Assessing Uncertainty in Stock Returns: A Gaussian Mixture Distribution-Based Method
Yanlong Wang, Jian Xu, Shao-Lun Huang, Danny Dongning Sun, Xiao-Ping Zhang
TL;DR
The paper tackles uncertainty in stock returns by modeling the predictive distribution with a Gaussian mixture, enabling capture of skewness and heavy tails beyond traditional single-distribution approaches. It introduces MDNe, a fusion of Crossformer-based time-series processing and stock-code embedding that outputs a nine-component Gaussian mixture for each asset, trained via maximum likelihood. Empirical results on 3226 Chinese A-share stocks (2018–2022) show MDNe outperforms GARCH-family models across CRPS, MSE, and QLIKE, with MDN offering strengths at low-volatility regimes and MDNe delivering stronger performance during high-volatility periods; Diebold-Mariano tests corroborate these advantages.
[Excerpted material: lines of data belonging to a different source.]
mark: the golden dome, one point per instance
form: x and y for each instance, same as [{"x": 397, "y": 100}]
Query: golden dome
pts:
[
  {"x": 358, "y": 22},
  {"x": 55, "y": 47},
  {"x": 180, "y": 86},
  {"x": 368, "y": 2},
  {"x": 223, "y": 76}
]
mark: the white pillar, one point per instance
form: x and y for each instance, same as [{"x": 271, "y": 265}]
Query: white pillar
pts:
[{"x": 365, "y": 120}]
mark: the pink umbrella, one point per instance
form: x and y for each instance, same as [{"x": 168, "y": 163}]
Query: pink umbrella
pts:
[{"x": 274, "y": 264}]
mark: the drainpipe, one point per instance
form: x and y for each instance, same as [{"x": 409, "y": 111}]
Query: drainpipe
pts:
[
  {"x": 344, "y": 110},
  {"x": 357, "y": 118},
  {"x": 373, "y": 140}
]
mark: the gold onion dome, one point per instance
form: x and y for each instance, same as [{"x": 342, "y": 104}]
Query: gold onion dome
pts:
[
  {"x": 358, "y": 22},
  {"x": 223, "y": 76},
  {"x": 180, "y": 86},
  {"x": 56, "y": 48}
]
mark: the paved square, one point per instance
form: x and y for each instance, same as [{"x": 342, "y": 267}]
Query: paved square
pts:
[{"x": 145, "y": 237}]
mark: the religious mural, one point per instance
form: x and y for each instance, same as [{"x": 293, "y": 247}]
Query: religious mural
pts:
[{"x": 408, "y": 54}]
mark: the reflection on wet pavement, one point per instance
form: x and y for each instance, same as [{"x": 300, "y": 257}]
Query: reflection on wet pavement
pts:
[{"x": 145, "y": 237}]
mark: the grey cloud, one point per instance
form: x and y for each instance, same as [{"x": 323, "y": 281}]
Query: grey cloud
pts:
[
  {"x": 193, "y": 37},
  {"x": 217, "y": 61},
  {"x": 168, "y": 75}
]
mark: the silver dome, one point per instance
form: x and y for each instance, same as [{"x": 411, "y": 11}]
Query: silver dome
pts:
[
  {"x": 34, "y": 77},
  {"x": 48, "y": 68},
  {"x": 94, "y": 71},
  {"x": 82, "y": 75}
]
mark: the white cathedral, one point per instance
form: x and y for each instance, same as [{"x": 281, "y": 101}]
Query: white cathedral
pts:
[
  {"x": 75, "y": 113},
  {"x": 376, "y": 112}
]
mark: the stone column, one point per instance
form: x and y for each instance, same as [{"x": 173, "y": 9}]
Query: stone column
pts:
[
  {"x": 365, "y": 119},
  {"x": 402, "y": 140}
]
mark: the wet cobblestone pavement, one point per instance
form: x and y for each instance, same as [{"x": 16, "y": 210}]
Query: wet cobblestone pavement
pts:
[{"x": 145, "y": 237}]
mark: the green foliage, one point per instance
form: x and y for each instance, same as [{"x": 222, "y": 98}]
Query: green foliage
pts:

The work further provides a visualization framework through Bag-of-Words stock-code embeddings and t-SNE to reveal clusters of assets with similar risk profiles, aiding portfolio management and risk mitigation, and demonstrates robustness across multiple training runs. This combination of distributional forecasting and interpretable embedding-based visualization advances practical risk modeling in financial markets.
Abstract
This study seeks to advance the understanding and prediction of stock market return uncertainty through the application of advanced deep learning techniques. We introduce a novel deep learning model that utilizes a Gaussian mixture distribution to capture the complex, time-varying nature of asset return distributions in the Chinese stock market. By incorporating the Gaussian mixture distribution, our approach effectively characterizes short-term fluctuations and non-traditional features of stock returns, such as skewness and heavy tails, that are often overlooked by traditional models. Compared to GARCH models and their variants, our method demonstrates superior performance in volatility estimation, particularly during periods of heightened market volatility. It provides more accurate volatility forecasts and offers unique risk insights for different assets, thereby deepening the understanding of return uncertainty. Additionally, we propose a novel use of Code embedding which utilizes a bag-of-words approach to train hidden representations of stock codes and transforms the uncertainty attributes of stocks into high-dimensional vectors. These vectors are subsequently reduced to two dimensions, allowing the observation of similarity among different stocks. This visualization facilitates the identification of asset clusters with similar risk profiles, offering valuable insights for portfolio management and risk mitigation. Since we predict the uncertainty of returns by estimating their latent distribution, it is challenging to evaluate the return distribution when the true distribution is unobservable. However, we can measure it through the CRPS to assess how well the predicted distribution matches the true returns, and through MSE and QLIKE metrics to evaluate the error between the volatility level of the predicted distribution and proxy measures of true volatility.